On Thursday, July 18, Geagea insisted that the protests were unrelated to the labor ministry’s clampdown on businesses and blamed the Lebanese group Hezbollah and the Gaza-based Palestinian group Hamas for stoking tensions. 

“Some of the Paletinian parties, such as Hamas, and other Lebanese parties, such as Hezbollah, have been misinterpreting the Labor Minister’s decisions to the [Palestinians] in a bid to gain their support in the conflict between Hamas and its Lebanese allies on one hand and the Palestinian authorities on the other,” Geagea said, the National News Agency reported.

Today al-Monitor reported Hamas raised $100,000 from Palestinians in Gaza to send to Palestinians in Lebanon to off-set costs from the labor row, a move that was controversial due to dire humanitarian circumstances in Gaza and the local government’s inability to cover public employee salaries. 
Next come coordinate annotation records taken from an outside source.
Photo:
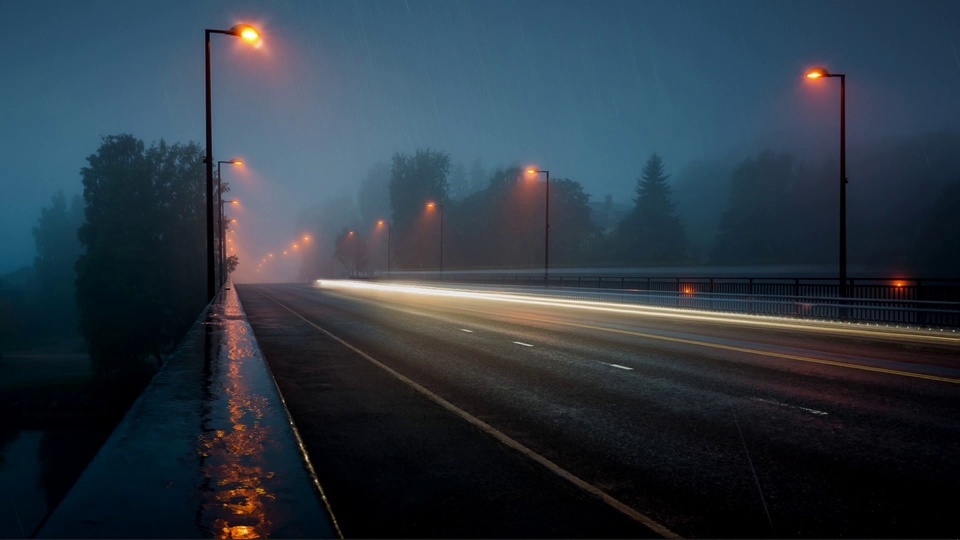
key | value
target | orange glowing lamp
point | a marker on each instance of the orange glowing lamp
(246, 33)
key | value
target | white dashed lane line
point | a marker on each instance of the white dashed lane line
(618, 366)
(789, 406)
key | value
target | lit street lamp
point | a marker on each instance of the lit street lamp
(432, 205)
(250, 35)
(223, 234)
(817, 73)
(546, 227)
(386, 224)
(223, 274)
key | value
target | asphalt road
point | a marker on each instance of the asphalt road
(439, 414)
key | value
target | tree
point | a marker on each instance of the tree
(351, 251)
(503, 224)
(415, 180)
(652, 233)
(458, 182)
(322, 221)
(140, 283)
(760, 222)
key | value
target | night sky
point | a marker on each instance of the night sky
(587, 89)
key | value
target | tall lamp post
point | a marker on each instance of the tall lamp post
(817, 73)
(223, 276)
(546, 227)
(386, 224)
(250, 35)
(433, 205)
(223, 235)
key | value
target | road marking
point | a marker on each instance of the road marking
(618, 366)
(789, 406)
(500, 436)
(752, 351)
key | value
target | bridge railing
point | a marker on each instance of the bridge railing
(916, 302)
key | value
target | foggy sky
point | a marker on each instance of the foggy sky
(586, 89)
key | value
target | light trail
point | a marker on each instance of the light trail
(759, 321)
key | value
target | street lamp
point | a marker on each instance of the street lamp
(431, 205)
(223, 276)
(250, 35)
(817, 73)
(223, 230)
(386, 224)
(546, 227)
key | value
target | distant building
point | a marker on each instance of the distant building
(607, 214)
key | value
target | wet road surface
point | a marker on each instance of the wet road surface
(205, 452)
(554, 416)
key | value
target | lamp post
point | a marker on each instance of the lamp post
(223, 276)
(248, 34)
(386, 224)
(432, 205)
(817, 73)
(546, 227)
(223, 234)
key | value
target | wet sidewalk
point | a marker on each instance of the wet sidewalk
(207, 450)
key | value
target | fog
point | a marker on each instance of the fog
(587, 90)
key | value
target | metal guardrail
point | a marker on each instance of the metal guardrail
(915, 302)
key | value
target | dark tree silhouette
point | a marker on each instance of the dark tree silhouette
(652, 233)
(414, 181)
(140, 282)
(351, 251)
(760, 223)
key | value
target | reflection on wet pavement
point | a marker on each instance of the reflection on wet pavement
(208, 450)
(234, 439)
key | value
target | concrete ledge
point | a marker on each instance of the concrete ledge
(206, 451)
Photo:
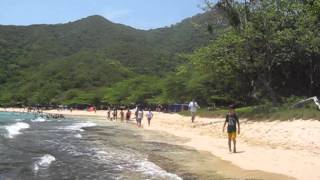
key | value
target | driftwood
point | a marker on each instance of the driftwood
(305, 101)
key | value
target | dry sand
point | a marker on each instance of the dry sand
(291, 148)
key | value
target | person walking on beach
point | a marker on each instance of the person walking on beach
(128, 115)
(115, 114)
(109, 114)
(121, 115)
(149, 117)
(232, 120)
(139, 117)
(193, 106)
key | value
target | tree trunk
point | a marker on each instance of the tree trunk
(266, 83)
(311, 77)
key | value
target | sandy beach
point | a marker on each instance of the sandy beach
(290, 148)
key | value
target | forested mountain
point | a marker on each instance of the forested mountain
(242, 52)
(56, 63)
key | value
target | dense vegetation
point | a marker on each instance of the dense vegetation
(75, 62)
(270, 52)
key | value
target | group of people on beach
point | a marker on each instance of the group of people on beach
(112, 114)
(232, 122)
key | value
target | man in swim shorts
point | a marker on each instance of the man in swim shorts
(232, 120)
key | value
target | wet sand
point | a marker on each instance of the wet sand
(290, 148)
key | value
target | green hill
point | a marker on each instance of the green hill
(47, 63)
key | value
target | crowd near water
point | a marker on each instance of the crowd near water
(38, 145)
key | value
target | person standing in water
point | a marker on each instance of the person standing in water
(121, 115)
(115, 114)
(193, 106)
(128, 115)
(149, 117)
(232, 120)
(139, 117)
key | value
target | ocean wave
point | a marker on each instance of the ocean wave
(39, 119)
(15, 129)
(78, 136)
(151, 169)
(79, 126)
(44, 162)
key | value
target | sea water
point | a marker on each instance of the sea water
(38, 148)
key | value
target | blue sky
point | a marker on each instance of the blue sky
(142, 14)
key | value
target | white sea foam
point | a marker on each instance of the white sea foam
(79, 126)
(78, 136)
(151, 169)
(15, 129)
(44, 162)
(39, 119)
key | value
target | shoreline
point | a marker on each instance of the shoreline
(280, 147)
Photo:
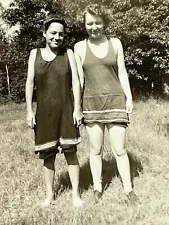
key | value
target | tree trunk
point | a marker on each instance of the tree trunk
(8, 81)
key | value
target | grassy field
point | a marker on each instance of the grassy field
(22, 186)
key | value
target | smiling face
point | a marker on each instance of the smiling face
(54, 35)
(94, 25)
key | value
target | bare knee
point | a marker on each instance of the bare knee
(71, 158)
(49, 162)
(95, 151)
(119, 152)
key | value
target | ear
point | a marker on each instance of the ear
(44, 34)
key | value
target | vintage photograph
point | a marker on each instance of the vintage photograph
(84, 112)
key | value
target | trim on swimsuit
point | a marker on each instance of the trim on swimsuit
(105, 111)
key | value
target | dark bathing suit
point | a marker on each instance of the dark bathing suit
(54, 114)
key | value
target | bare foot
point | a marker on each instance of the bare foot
(77, 202)
(48, 201)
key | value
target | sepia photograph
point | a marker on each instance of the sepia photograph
(84, 112)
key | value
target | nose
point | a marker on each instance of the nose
(94, 27)
(57, 36)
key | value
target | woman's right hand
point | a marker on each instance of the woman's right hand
(31, 119)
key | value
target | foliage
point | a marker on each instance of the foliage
(142, 25)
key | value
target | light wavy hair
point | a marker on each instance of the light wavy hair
(98, 10)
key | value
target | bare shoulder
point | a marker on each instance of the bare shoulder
(115, 41)
(69, 51)
(80, 45)
(33, 53)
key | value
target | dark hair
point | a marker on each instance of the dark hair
(52, 18)
(98, 10)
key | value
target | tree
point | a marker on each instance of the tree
(142, 25)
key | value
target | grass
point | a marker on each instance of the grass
(22, 185)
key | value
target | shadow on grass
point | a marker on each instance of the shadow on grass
(109, 171)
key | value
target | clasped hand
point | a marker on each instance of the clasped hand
(77, 117)
(31, 119)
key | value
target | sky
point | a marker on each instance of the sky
(5, 3)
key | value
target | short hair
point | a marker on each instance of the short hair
(52, 18)
(99, 10)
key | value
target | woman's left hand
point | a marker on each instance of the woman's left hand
(129, 106)
(77, 117)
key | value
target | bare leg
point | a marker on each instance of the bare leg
(73, 169)
(96, 134)
(117, 140)
(49, 170)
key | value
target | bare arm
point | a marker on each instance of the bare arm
(79, 65)
(123, 76)
(76, 89)
(29, 88)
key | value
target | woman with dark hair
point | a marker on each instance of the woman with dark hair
(107, 98)
(56, 122)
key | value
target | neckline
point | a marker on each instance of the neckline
(94, 53)
(47, 61)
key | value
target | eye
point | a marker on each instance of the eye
(98, 22)
(90, 24)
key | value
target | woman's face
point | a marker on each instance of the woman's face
(94, 25)
(54, 35)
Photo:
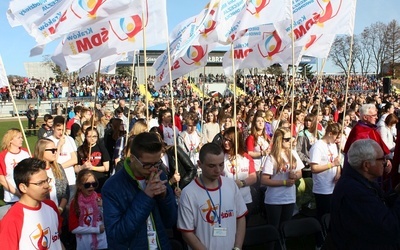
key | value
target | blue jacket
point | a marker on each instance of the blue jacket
(362, 217)
(126, 209)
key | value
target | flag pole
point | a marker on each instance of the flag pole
(293, 76)
(19, 120)
(172, 106)
(234, 109)
(96, 83)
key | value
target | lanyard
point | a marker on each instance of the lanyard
(217, 215)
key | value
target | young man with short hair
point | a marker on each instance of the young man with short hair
(33, 222)
(67, 155)
(47, 128)
(211, 212)
(136, 216)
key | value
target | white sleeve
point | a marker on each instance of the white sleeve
(185, 213)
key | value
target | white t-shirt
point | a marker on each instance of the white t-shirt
(8, 161)
(280, 195)
(26, 227)
(195, 212)
(322, 153)
(65, 155)
(244, 169)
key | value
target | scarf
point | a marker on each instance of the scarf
(87, 204)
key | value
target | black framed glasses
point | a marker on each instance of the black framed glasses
(227, 139)
(90, 184)
(52, 150)
(41, 183)
(146, 165)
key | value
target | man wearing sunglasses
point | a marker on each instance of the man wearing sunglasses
(33, 222)
(138, 202)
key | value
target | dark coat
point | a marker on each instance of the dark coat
(362, 216)
(126, 209)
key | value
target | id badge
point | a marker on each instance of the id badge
(220, 231)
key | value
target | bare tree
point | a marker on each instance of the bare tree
(377, 39)
(393, 45)
(362, 53)
(340, 54)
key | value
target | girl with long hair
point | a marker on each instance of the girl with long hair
(98, 161)
(240, 166)
(280, 171)
(325, 167)
(12, 153)
(211, 127)
(85, 214)
(307, 137)
(258, 141)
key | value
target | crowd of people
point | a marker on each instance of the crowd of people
(196, 169)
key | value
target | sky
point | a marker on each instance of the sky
(15, 43)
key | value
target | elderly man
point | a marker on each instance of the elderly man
(366, 129)
(362, 217)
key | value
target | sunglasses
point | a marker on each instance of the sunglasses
(146, 165)
(91, 184)
(52, 150)
(227, 139)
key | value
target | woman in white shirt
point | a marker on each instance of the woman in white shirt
(325, 167)
(385, 131)
(240, 166)
(280, 171)
(211, 128)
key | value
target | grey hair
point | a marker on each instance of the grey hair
(365, 108)
(363, 150)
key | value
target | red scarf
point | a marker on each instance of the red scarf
(87, 204)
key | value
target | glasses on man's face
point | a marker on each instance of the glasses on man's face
(52, 150)
(88, 185)
(41, 183)
(146, 165)
(227, 140)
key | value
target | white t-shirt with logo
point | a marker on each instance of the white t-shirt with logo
(322, 153)
(196, 212)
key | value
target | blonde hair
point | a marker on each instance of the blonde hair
(277, 149)
(140, 126)
(8, 137)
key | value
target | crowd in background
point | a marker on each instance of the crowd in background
(267, 139)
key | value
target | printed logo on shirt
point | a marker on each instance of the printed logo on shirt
(87, 216)
(41, 238)
(209, 213)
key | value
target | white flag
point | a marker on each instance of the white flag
(109, 38)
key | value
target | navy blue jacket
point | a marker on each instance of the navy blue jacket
(362, 217)
(126, 209)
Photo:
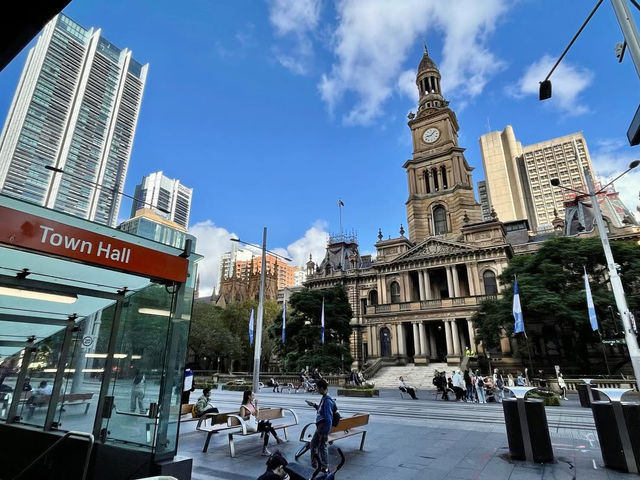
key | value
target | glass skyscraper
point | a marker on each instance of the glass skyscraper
(75, 111)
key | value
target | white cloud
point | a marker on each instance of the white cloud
(372, 42)
(314, 242)
(298, 18)
(612, 157)
(568, 81)
(212, 242)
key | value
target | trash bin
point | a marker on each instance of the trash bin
(617, 423)
(586, 393)
(527, 428)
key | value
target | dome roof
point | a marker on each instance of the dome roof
(426, 63)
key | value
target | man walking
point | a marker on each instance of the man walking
(324, 420)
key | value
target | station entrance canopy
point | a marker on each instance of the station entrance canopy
(99, 318)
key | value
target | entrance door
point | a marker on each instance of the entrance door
(385, 342)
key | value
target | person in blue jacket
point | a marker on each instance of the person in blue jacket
(324, 419)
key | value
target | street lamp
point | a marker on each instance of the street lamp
(614, 278)
(257, 348)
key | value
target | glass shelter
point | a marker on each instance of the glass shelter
(93, 334)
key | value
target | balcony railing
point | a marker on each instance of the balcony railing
(438, 303)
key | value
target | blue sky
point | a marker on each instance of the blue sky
(274, 110)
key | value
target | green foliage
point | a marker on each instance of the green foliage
(303, 346)
(217, 332)
(552, 292)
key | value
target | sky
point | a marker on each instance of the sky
(274, 110)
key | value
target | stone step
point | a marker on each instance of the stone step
(420, 377)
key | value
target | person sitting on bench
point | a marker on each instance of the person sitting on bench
(204, 405)
(410, 390)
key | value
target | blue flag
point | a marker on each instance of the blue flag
(251, 328)
(590, 308)
(284, 320)
(518, 325)
(322, 321)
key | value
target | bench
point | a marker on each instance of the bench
(347, 427)
(68, 399)
(240, 426)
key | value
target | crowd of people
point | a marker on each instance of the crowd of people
(474, 387)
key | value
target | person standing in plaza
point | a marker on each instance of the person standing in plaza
(137, 391)
(563, 386)
(324, 421)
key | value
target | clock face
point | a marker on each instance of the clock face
(431, 135)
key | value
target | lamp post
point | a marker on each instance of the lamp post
(257, 347)
(614, 278)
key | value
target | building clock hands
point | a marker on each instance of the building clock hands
(431, 135)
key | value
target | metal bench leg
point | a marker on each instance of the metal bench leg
(232, 447)
(206, 443)
(364, 435)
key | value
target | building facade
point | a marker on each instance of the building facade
(518, 178)
(415, 301)
(68, 136)
(167, 196)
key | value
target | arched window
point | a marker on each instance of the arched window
(373, 297)
(490, 285)
(395, 292)
(440, 220)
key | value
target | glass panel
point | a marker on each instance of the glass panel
(78, 401)
(139, 359)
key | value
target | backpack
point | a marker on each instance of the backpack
(336, 415)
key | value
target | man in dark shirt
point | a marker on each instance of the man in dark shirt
(324, 420)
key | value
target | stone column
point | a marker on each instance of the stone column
(472, 335)
(432, 340)
(374, 341)
(424, 346)
(427, 285)
(400, 334)
(455, 337)
(447, 332)
(472, 287)
(449, 283)
(456, 281)
(416, 340)
(421, 284)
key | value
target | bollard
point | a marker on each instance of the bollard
(615, 421)
(527, 429)
(586, 393)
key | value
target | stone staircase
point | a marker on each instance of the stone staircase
(421, 377)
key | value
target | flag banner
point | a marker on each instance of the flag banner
(322, 322)
(251, 328)
(284, 320)
(518, 325)
(590, 308)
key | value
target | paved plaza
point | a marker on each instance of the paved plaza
(422, 439)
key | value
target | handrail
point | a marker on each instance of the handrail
(58, 442)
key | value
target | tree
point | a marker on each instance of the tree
(303, 346)
(552, 294)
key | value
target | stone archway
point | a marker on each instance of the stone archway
(385, 342)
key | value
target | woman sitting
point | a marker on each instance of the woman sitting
(248, 408)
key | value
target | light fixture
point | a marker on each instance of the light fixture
(38, 295)
(154, 311)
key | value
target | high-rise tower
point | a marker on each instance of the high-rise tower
(440, 185)
(75, 110)
(167, 196)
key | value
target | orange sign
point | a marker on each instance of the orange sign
(30, 232)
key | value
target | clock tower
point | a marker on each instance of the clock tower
(441, 199)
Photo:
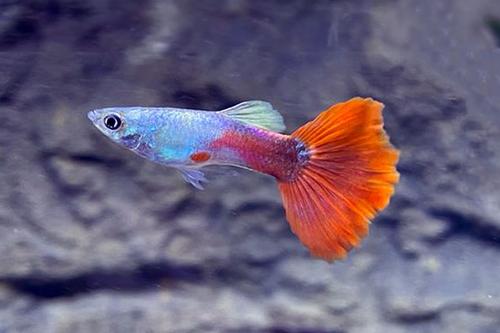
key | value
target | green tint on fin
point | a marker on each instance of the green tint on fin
(256, 113)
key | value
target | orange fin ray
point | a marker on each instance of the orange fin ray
(349, 177)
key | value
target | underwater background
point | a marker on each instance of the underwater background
(95, 239)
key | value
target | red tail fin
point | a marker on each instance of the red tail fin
(350, 175)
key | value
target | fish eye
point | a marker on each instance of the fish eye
(112, 122)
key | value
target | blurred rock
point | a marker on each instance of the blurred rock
(93, 238)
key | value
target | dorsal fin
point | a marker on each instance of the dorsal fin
(257, 113)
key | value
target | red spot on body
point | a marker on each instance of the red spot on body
(200, 157)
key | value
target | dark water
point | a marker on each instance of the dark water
(95, 239)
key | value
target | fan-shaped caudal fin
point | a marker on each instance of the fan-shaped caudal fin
(349, 176)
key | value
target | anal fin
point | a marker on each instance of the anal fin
(193, 176)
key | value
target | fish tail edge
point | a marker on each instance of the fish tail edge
(349, 176)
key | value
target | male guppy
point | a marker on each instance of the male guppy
(334, 173)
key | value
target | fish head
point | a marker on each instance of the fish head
(124, 126)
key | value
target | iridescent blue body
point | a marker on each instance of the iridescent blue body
(334, 172)
(176, 138)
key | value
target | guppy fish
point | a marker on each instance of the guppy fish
(334, 173)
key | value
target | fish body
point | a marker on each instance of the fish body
(334, 173)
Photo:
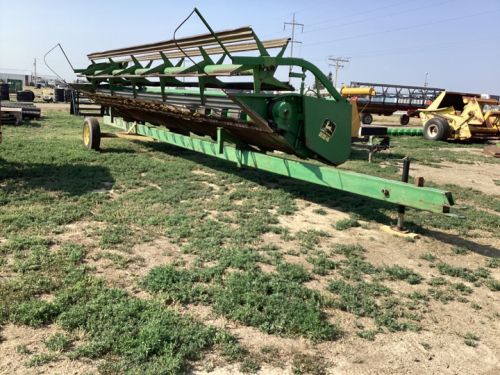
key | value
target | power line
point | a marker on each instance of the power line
(432, 47)
(293, 23)
(337, 66)
(378, 17)
(289, 14)
(405, 28)
(357, 14)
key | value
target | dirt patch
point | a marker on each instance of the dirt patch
(12, 362)
(306, 219)
(478, 176)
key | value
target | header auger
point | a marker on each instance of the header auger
(150, 93)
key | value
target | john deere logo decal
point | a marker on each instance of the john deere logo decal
(327, 130)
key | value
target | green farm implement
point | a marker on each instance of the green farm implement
(208, 104)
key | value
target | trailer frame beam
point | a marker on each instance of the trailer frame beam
(396, 192)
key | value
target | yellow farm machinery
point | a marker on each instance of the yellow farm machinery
(238, 110)
(462, 116)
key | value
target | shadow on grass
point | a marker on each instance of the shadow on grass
(73, 179)
(367, 208)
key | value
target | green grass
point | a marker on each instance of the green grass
(131, 193)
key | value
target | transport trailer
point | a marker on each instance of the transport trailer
(393, 98)
(244, 122)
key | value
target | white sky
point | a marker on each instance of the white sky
(457, 42)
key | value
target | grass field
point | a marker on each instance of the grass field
(144, 258)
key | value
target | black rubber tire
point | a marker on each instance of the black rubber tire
(367, 118)
(404, 120)
(436, 129)
(91, 133)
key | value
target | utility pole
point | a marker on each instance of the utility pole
(337, 66)
(293, 23)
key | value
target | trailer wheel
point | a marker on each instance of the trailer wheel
(404, 120)
(367, 119)
(436, 129)
(91, 133)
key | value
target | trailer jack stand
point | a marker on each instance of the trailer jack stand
(398, 229)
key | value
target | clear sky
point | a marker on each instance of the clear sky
(455, 44)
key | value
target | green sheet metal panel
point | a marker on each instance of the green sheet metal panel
(328, 128)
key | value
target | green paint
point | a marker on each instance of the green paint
(428, 199)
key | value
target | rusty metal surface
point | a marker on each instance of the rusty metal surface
(240, 47)
(492, 150)
(182, 118)
(226, 36)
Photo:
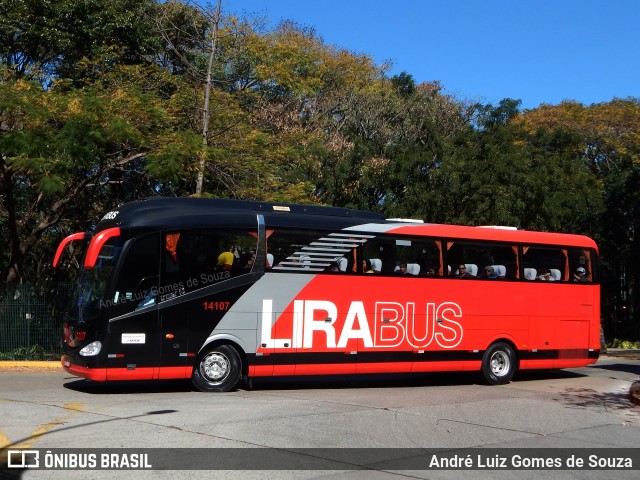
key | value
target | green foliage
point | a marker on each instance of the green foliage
(34, 352)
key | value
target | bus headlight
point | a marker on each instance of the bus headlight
(92, 349)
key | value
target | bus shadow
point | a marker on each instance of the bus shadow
(620, 367)
(128, 387)
(534, 375)
(337, 382)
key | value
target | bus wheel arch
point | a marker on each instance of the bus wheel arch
(218, 367)
(499, 362)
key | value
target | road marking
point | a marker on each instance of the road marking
(28, 442)
(4, 441)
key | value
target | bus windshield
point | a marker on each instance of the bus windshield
(93, 283)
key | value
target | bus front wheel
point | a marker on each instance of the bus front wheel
(217, 369)
(499, 364)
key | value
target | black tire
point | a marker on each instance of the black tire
(218, 369)
(499, 364)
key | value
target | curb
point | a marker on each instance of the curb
(35, 364)
(634, 392)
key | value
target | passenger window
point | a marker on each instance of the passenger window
(545, 263)
(483, 260)
(137, 283)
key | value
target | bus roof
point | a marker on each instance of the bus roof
(165, 212)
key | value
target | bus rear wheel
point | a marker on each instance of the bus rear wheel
(218, 369)
(499, 364)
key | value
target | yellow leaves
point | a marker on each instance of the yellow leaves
(610, 130)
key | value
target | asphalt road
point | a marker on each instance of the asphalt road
(574, 409)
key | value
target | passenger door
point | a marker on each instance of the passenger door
(132, 345)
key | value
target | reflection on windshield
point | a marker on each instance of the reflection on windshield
(93, 283)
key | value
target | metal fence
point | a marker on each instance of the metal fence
(31, 322)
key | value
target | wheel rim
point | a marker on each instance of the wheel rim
(500, 364)
(215, 367)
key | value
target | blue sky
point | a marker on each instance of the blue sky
(542, 51)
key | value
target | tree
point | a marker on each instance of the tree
(64, 152)
(40, 39)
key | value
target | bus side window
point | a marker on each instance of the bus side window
(137, 283)
(550, 263)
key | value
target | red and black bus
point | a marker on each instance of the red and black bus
(217, 290)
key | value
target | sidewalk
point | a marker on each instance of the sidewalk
(622, 352)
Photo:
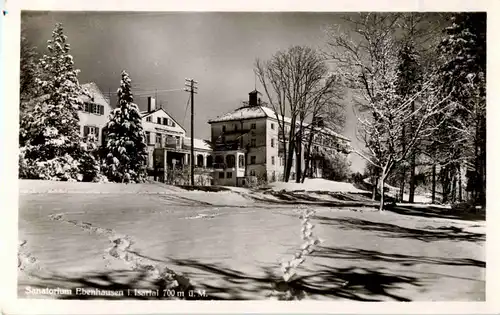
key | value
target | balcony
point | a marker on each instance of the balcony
(219, 167)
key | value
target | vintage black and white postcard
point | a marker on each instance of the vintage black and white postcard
(256, 154)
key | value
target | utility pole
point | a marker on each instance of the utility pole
(190, 83)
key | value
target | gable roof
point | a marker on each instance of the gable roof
(253, 112)
(93, 90)
(146, 114)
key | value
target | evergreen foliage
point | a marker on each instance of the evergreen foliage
(125, 149)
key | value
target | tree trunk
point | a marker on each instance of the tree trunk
(454, 188)
(298, 157)
(403, 175)
(460, 183)
(382, 179)
(402, 186)
(411, 198)
(375, 185)
(307, 157)
(434, 183)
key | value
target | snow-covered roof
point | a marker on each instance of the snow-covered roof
(329, 131)
(146, 113)
(242, 113)
(93, 90)
(252, 112)
(198, 144)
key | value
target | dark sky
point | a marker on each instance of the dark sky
(160, 50)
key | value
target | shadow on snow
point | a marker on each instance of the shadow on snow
(395, 231)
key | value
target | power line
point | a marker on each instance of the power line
(191, 88)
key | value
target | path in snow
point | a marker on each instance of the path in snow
(121, 249)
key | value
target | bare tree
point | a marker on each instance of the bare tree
(368, 59)
(295, 82)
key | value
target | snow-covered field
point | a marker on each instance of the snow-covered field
(73, 235)
(316, 184)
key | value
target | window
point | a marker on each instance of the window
(91, 130)
(93, 108)
(219, 159)
(230, 161)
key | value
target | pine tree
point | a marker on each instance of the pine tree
(27, 85)
(125, 150)
(53, 146)
(409, 82)
(463, 75)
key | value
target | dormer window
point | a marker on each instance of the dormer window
(93, 108)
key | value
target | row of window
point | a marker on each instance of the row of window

Some Lebanese officials have sided with Palestinian demonstrators. Lebanese Parliament member and head of the Popular Nasserite Organization Osama Saad said on July 16 that the measures were “an insult to the identity of the Arab Lebanon.”

On August 10, Lebanon’s cabinet met without Abousleiman to discuss repealing the work permit law for Palestinians. However, Abousleiman balked at the meeting in his absence and vowed to continue enforcement. 

“The discussion of stopping the procedures adopted by the Minister of Labor and placing the Council of Ministers’ hand on the file, can’t be carried out by a decision of the cabinet to stop the application of a law or prevent a minister from exercising his constitutional powers to implement the laws related to his ministry,” he said.